Mr. Norris : As my right hon. Friend knows, the agreement is between the local authority and the airport owners--between West Sussex county council and the BAA. As such, it is not an agreement to which the Government are specifically party and, therefore, it is not for me to contemplate its being set aside. The important thing--this is a specific reassurance that my right hon. Friend rightly wants--is that the Government fully recognise the importance of that perfectly legally binding agreement. My right hon. Friend, who is a distinguished former Secretary of State for the Environment, will understand that, in these circumstances, that is as far as I can go. RUCATSE was asked, first, to produce forecasts of traffic and, secondly, to see how they could be accommodated at the various sites by, for example, looking at possible layouts of runways and terminals. Thirdly, it was asked to assess the implications in respect of a variety of criteria. It is terribly important to stress that the alignments studied by RUCATSE were indicative only. Although some of the features of the analysis would be robust in terms of small or even large changes, others would not. The group attempted as far as possible to address key questions resulting from changes in assumptions through the use of a variety of sensitivity tests. The forecasts that RUCATSE produced were performed on an objective basis for all the sites that were studied. Naturally, forecasting of this sort is very much long-term stuff and very inexact. We all accept that. We have assumed reasonable economic growth and we have acknowledged that its translation into a rapid rate of air traffic growth--more than 6 per cent. on average in the 1970s and 1980s--is unlikely to continue. The judgment was made that there would be lower growth rates and a maturing of the most developed markets, but that there would eventually be a need for extra capacity.

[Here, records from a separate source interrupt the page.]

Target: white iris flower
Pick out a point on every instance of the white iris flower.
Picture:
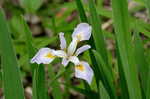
(82, 69)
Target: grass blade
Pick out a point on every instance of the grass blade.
(97, 32)
(147, 3)
(31, 5)
(141, 62)
(103, 92)
(13, 88)
(81, 11)
(121, 23)
(56, 90)
(106, 74)
(38, 72)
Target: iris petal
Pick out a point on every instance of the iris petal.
(82, 32)
(62, 41)
(82, 49)
(84, 71)
(72, 47)
(44, 56)
(60, 53)
(65, 61)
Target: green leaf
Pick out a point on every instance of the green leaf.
(148, 87)
(108, 76)
(122, 82)
(13, 87)
(40, 91)
(38, 72)
(56, 90)
(123, 36)
(81, 11)
(147, 3)
(97, 32)
(103, 92)
(31, 5)
(141, 63)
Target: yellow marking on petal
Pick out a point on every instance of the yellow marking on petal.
(80, 67)
(79, 36)
(49, 55)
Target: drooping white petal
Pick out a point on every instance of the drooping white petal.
(65, 61)
(74, 59)
(82, 32)
(72, 47)
(62, 41)
(44, 56)
(60, 53)
(84, 71)
(82, 49)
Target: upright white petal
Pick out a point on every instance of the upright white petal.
(62, 41)
(72, 47)
(60, 53)
(65, 61)
(82, 32)
(44, 56)
(74, 59)
(82, 49)
(84, 71)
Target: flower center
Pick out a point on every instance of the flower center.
(80, 67)
(49, 55)
(79, 36)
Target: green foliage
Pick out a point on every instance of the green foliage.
(123, 36)
(11, 75)
(119, 54)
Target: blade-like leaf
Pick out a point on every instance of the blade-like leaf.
(31, 5)
(13, 88)
(106, 74)
(103, 92)
(37, 71)
(141, 63)
(56, 90)
(121, 23)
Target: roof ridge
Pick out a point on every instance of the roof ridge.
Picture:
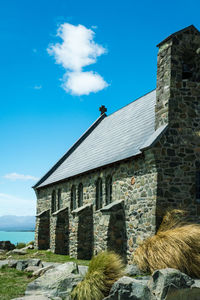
(175, 33)
(132, 102)
(70, 150)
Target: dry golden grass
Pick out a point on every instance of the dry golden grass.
(174, 246)
(104, 269)
(173, 219)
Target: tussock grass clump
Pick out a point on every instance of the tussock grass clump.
(20, 245)
(173, 218)
(176, 245)
(104, 269)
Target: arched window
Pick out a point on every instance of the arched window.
(73, 197)
(98, 193)
(80, 195)
(198, 185)
(108, 190)
(59, 199)
(188, 64)
(53, 201)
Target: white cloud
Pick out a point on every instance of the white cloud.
(37, 87)
(76, 51)
(12, 205)
(83, 83)
(16, 176)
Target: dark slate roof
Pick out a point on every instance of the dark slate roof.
(177, 32)
(110, 139)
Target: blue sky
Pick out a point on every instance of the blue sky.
(39, 119)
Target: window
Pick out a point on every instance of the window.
(53, 201)
(187, 64)
(73, 197)
(98, 193)
(80, 195)
(59, 199)
(108, 190)
(198, 185)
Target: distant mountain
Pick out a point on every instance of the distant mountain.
(16, 223)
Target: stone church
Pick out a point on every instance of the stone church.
(111, 188)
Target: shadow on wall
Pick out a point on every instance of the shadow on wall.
(85, 234)
(117, 235)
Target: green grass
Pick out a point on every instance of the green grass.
(13, 283)
(46, 256)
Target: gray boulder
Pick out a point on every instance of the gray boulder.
(23, 264)
(133, 270)
(3, 263)
(17, 251)
(32, 269)
(43, 270)
(169, 284)
(57, 282)
(6, 245)
(12, 263)
(129, 288)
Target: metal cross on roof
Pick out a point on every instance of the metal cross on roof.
(102, 109)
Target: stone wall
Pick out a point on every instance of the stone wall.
(42, 230)
(134, 182)
(178, 104)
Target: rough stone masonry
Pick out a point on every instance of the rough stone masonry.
(166, 172)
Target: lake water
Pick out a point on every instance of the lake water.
(16, 236)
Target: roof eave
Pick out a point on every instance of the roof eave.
(77, 143)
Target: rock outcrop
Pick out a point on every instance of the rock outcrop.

My right hon. Friend was right about the increasing importance of regional airports. We recognise that, but we cannot put the matter to one side and convince ourselves that a combination of peripheral developments, however relevant, will provide a total solution to the need for this country to be competitive well into the 21st century. Air transport will be an important part of that and RUCATSE's work, unenviable in many ways, but supported--I acknowledge this--by many local environmental groups around each of the airports, has been invaluable.

I give my right hon. and hon. Friends an assurance that we are not dealing here with a specific application. If there were any development attempted to take forward the notion of Gatwick as the location for an additional runway, there would not only be the need for a full and detailed environmental impact assessment, but a great deal more of an extremely long and convoluted process in which I would expect my right hon. and hon. Friends to play a full part. Question put and agreed to.

Adjourned accordingly at Three o'clock.